What underlies this high variation of SH regions? First, DNA double-strand breaks (DSBs) are repaired by either HR or nonhomologous end joining. Vegetative cell cycle of the wild-type S. pombe strain lacks G1 phase because cells already possess sufficient mass to proceed to S phase when the previous mitosis is completed. Therefore, ~80% period of the S. pombe cell cycle is G2 phase, when HR predominates for DSB repair42. Because of the high sequence identities among SH regions, DNA repair by HR may occur frequently between SH regions of different chromosomes (interchromosomal repairs), as well as between sister chromosomes (intrachromosomal repairs), which causes gross rearrangement of chromosomes. Second, repetitive sequences within SH regions may be recognized by HR machineries, causing amplification or deletion of the repeat units. Third, repetitive sequences, including S. pombe telomeres and subtelomeres, are regions intrinsically difficult to replicate during S phase43,44,45. Replication fork collapse and erosion of telomeres and subtelomeres can result in formation of single-ended DNA breaks that are repaired by break-induced replication (BIR)46. Recent studies suggested that BIR is a highly inaccurate DNA repair mechanism, and causes high levels of mutations and chromosome rearrangements47,48,49,50,51,52. Therefore, BIR may cause high rates of mutations and chromosome rearrangements in SH regions. Fourth, the SH-D region serve as a fusion point of chromosome circularization when telomeres are lost53. S. pombe has only three chromosomes, which enables cells to survive telomere crisis by self-circularization of each chromosome29. Chromosome end fusions of Ch1 and Ch2 take place between H1–5 and their inverted sequences, H1′–5′, which are located in blocks I, II, and V (Fig. 5b, pink arrows)53. It is possible that chromosome circularization and re-linearization promote chromosome rearrangement of SH-D regions.

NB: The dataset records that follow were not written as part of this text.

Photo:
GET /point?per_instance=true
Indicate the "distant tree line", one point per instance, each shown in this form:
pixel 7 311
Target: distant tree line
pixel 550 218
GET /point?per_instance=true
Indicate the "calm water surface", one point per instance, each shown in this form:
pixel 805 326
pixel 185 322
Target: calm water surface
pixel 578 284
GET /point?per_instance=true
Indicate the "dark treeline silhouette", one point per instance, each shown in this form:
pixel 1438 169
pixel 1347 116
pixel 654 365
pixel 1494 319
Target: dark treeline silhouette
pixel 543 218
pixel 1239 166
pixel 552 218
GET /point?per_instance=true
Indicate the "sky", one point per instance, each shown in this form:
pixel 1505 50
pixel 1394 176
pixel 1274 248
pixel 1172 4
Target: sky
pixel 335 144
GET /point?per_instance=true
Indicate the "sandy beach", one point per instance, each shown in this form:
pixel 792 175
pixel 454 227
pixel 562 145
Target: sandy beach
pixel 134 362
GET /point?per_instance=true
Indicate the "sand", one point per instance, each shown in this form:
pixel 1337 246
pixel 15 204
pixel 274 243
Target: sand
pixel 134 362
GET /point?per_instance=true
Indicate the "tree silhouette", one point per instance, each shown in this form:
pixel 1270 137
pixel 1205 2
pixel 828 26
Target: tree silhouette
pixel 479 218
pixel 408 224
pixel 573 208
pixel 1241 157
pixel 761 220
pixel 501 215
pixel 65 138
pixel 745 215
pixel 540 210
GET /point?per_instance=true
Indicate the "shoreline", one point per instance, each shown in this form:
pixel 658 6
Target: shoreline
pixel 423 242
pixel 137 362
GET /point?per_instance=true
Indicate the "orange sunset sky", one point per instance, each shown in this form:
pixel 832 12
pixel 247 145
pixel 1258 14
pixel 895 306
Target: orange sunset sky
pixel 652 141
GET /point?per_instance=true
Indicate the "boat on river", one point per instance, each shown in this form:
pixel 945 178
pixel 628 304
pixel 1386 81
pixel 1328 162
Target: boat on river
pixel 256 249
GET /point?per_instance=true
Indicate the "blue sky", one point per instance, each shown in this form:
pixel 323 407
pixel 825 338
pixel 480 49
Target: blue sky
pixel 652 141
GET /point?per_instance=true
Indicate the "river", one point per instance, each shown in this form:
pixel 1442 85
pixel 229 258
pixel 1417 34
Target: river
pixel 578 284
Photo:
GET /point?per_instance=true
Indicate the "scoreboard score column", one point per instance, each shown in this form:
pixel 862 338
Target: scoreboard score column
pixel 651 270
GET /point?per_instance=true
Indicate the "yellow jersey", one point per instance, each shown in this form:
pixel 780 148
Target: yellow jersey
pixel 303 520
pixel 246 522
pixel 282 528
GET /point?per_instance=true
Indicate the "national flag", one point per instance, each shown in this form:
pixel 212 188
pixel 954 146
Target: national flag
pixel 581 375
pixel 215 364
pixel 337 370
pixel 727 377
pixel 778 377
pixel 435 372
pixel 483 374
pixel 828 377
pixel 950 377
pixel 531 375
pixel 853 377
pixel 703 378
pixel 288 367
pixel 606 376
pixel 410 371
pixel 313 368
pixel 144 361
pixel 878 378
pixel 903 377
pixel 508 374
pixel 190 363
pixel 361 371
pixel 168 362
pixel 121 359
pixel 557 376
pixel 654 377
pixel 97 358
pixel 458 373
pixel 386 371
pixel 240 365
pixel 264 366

Importantly, in the subtelomeres (i.e., the SH and SU regions) of S. pombe, there is no gene essential for cell growth under normal culture conditions, and deletion of all SH regions does not affect cell growth per se21. Genomes of other species also contain multiple copies of the same genes in SH regions. This may explain why cells can continue to grow, even with mutations in SH (and SU) regions, resulting in the accumulation of mutations. The SU regions are known to form knob bodies that are highly condensed chromatin structures, which may prevent precise DNA replication or normal DNA repair, and causes the accumulation of nucleotide alterations21,24 (Fig. 9).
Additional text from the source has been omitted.